Teaming Up 2015: Enhancing Recovery of Endangered Anadromous Salmonids Across North America

Salmon hold an iconic status along the Atlantic and Pacific coasts of North America, historically providing critical ecosystem services and substantial economic benefits to both regions. Overharvest, passage barriers, habitat destruction, and other factors have resulted in extirpation of approximately 30% of Pacific and over 90% of Atlantic salmon populations in the contiguous United States. At southern portion of their range, many native populations of Atlantic salmon, steelhead, and Pacific salmon are protected under the U.S. Endangered Species Act and Canada’s Species at Risk Act. At the 2012 National American Fisheries Society meeting in Minnesota, biologists and managers from the Atlantic and Pacific came together to share experiences in endangered salmonid conservation. This resulted in productive dialogs and new partnerships that led to a journal special issue with over a dozen collaborative papers.
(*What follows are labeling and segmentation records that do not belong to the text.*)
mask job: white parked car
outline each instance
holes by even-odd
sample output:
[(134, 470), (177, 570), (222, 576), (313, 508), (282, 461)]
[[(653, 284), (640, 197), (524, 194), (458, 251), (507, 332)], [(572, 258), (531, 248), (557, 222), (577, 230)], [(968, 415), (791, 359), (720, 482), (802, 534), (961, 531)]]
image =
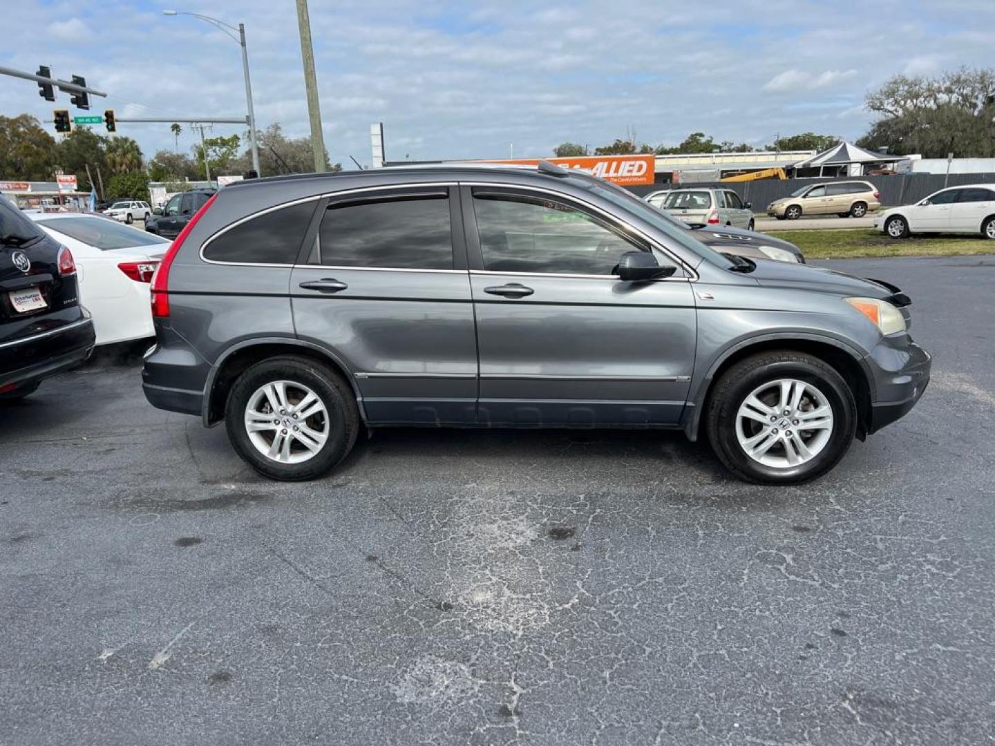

It is time to again make this connection across coasts to discuss recent developments conservation of endangered and at-risk salmonids. While there is a large and productive research effort on each coast focused on salmonid conservation, opportunities for sharing information between Atlantic and Pacific theaters of operation are less common. Building upon the success of 2012, the Teaming Up 2015 symposium will again bring together pairs of Pacific and Atlantic salmonid biologists to identify areas where collaboration between these research communities would be beneficial.